Town Hall, San Francisco: Chicken and Andouille Gumbo. Not surprisingly, one of our favorite “comfort food” restaurants came up with a tasty, perfectly seasoned gumbo. Whether it would be a Zin dish is open to question, but a lighter Zin might do it. As for the gumbo, we want more.

Brutocao’s Bocce Grill, Hopland: BBQ Spareribs, Zin Sauce. If you travel up towards Mendocino, your first stop will be in Hopland just over the border from Sonoma County. The last time up there, we stayed in Hopland and wandered over to Brutocao to watch the Bocce on their manicured courts. This sparerib was well-cooked has a nice splash of sauce and did work extremely well Zinfandel.

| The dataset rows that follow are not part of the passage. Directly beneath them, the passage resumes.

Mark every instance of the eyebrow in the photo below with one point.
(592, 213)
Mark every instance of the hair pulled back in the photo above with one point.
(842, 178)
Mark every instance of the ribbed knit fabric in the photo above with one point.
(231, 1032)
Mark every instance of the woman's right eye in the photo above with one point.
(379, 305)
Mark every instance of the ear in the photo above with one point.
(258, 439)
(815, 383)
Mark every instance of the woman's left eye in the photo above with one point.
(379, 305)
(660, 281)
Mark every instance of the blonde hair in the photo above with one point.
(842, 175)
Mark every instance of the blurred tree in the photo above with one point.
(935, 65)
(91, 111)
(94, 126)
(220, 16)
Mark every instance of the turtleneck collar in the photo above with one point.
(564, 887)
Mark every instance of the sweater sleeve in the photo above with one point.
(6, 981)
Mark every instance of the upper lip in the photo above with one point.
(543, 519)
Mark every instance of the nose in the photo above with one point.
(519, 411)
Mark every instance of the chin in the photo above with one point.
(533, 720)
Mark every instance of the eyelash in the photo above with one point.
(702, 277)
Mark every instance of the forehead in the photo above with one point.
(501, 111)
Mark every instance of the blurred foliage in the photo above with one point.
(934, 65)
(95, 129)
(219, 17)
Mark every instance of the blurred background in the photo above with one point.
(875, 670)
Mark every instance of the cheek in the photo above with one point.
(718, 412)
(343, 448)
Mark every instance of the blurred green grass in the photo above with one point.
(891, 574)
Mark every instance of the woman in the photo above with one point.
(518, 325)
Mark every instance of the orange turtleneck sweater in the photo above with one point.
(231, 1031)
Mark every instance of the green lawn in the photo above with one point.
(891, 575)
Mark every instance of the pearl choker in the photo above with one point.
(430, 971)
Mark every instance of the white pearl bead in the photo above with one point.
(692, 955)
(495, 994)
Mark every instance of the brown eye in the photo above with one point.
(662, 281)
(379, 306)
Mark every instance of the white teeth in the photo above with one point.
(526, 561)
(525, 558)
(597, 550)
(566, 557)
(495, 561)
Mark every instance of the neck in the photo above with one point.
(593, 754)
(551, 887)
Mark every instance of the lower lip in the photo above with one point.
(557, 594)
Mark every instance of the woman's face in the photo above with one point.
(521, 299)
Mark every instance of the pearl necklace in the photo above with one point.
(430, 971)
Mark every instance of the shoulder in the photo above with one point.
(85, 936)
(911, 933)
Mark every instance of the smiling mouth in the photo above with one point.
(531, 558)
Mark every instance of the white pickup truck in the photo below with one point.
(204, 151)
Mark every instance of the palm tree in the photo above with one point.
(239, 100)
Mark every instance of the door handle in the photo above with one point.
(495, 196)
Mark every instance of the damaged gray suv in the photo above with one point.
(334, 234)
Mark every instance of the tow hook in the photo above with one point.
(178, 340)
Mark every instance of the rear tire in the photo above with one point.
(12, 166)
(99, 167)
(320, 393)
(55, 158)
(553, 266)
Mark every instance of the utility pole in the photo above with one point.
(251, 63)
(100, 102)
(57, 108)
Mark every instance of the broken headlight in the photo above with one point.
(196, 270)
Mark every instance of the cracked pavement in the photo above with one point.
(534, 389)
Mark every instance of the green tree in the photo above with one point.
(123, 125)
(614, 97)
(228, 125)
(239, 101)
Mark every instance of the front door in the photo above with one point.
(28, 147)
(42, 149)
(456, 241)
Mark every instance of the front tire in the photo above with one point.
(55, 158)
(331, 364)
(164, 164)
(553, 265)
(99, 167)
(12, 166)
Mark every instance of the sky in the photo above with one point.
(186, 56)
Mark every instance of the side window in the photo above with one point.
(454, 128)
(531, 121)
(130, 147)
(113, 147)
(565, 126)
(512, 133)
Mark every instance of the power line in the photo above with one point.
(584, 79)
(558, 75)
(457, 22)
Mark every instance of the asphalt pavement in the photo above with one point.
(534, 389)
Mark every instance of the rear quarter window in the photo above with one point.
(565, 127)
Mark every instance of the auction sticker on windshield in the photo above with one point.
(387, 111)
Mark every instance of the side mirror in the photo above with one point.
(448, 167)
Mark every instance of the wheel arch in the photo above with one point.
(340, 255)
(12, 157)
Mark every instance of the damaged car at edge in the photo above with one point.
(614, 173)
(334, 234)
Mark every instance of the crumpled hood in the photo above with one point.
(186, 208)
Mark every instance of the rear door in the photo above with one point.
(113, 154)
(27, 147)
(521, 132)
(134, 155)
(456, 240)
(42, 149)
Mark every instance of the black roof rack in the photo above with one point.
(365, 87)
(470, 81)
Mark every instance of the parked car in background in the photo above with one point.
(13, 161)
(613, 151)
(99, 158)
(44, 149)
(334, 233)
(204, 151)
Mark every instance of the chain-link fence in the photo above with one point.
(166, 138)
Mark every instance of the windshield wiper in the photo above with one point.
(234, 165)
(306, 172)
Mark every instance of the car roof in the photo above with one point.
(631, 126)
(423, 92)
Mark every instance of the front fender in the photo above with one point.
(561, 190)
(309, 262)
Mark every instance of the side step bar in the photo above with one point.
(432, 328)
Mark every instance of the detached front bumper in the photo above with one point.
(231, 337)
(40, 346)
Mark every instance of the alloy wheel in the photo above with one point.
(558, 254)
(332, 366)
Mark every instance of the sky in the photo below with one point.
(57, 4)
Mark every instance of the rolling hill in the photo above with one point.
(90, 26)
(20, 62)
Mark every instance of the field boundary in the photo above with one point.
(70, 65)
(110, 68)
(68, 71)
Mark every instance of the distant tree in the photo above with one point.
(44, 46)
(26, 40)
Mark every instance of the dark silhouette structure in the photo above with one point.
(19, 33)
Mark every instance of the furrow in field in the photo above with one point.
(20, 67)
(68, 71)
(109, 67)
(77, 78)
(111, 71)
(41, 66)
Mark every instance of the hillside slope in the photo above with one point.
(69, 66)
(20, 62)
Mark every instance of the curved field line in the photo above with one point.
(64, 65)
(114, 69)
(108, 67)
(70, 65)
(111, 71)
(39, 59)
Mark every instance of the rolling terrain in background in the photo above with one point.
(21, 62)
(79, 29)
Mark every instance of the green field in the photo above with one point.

Calcareous Vineyard, Paso Robles: Spicy Beef and Blue Cheese Tacos: Tasty bits to be sure, but more likely to go with Syrah or a Rhone Blend than with Zin.

Central Market, Petaluma, Liberty Farm Spiced Duck Chili: In this case, the spices were not hot but were instead flavor deliverers like coriander, cilantro and something a little sweet, savory possibly cinnamon. We are not fans of hot (picante) dishes with Zin. Heat with heat does not work for us. This dish, because it avoids heat in exchange for flavor, worked well with the Ravenswood Zins with which it was paired.

Compadres Rio Grill, Napa: Tacos Al Pastor: We have had our fill of Tacos Al Pastor—mostly composed of dried bits of grilled pork absent flavors spilling out of small corn tortillas. So we passed. But then, first Blake Gray and then Lynne Bennett came by to ask if we had tasted the dish. We admitted that we had not and corrected that oversight. And they were right. This Al Pastor was the usual bits of pork, but they were presented in a savory sauce that extended their flavor. It was our favorite dish of the night and would be good Zinfandel food.

A Chef For You, Philadelphia: Chocolate Spring Mix. It’s hard not to ask what a Philadelphia firm is doing at a California event, but this awful sounding dish was even worse in presentation. Putting chocolate into salad dressing not only looked terrible but tasted worse. It was not long before it was totally ignored, and then those dressed greens wilted.

One Market Restaurant, San Francisco: Zinfandel Risotto with Duck Confit and Applewood Smoked Bacon. Loved the sound of the dish. Big fan of this San Francisco dinner house, but what we found was a gluey mix that was grey and uninviting in appearance.